The Missouri Supreme Court has struck down a 2010 ethics law that took a long and twisted path to its final form.
The law, which was once touted as "the most sweeping and comprehensive in the universe," limited transfers between political committees, allowed the Missouri Ethics Commission to initiate its own investigations (as opposed to just responding to complaints), made it a crime to obstruct commission investigations, required donations of more than $500 made during the legislative session to be reported within 48 hours, and made it a crime for governors to offer a lawmaker a job in exchange for a vote.
In a unanimous opinion issued today, the seven justices said the law violated the Missouri Constitution's "original purpose" requirement.
Here's how the events in 2010 played out:
- The original bill (Senate Bill 844) added a provision to the state's purchasing code that allowed statewide elected officials to use the Office of Administration to determine the lowest bidder for a contract.
- Senators attached two amendments to the bill - one that dealt with the purchase of supplies, and another that gave lawmakers a key to the Capitol dome.
- The state House adopted a substitute for the bill, which kept the procurement sections, removed the part about the keys to the dome, repealed or enacted 78 sections of law dealing with campaign finance and ethics violations, and changed the title of the bill to, "relating to the ethical administration of public institutions and officials, with penalty provisions and a contingent effective date for certain sections."
- On the last day of the regular session, lawmakers passed a version from a conference committee that was entitled "An act … relating to ethics, with penalty provisions." It retained the procurement and dome key provisions, changed a number of other sections, and added a provision that made it a misdemeanor to obstruct an ethics investigation.
John Klebba, the president of Legends Bank, filed suit (one of the changes prohibited state-charted banks from donating to political action committees), alleging that the rule violated the original purpose clause in the state Constitution, as well as the First Amendment.
A judge agreed, and the state Supreme Court upheld that ruling today, though it allowed the provisions relating to procurement to remain. Judge Zel Fischer, in a concurring opinion, disagreed with severing the procurement provisions.
Reactions are pouring in from elected officials from both parties.
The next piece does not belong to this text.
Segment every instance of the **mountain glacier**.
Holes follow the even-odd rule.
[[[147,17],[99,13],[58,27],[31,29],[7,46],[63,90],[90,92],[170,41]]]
House Speaker Steven Tilley (R, Perryville) says he's disappointed.
"There were some provisions in there that we were proud of," Tilley said. "First, giving some teeth to the Missouri Ethics Commission, making it a crime to mislead the Ethics Commission in an investigation, eliminating committee-to-committee transfers so there’s more transparency in the process."
Governor Jay Nixon (D) issued the following written statement:
“Senate Bill 844 cleaned up Missouri’s political party committees, expanded contribution reporting requirements, and took numerous other steps to make government operate in a more open and accountable way. Today’s ruling leaves a significant hole in Missouri’s ethics laws, and the General Assembly must move quickly to get a strong ethics bill on my desk. In the coming days, I will communicate with the General Assembly about the key components that should be in a strong ethics bill, and we must come together to get these vital laws back on the books.”
Meanwhile, State Representative Jason Kander (D, Kansas City) says he’ll re-file the ethics bill this year.
“It’s a great opportunity to revisit comprehensive ethics reform and pass a clean bill that does what the 2010 bipartisan legislation did, which is, outlaw money laundering in political campaigns," Kander said.
Kander added that his new bill will go farther, as it would include restoring campaign contribution limits. Kander is also running for Missouri Secretary of State.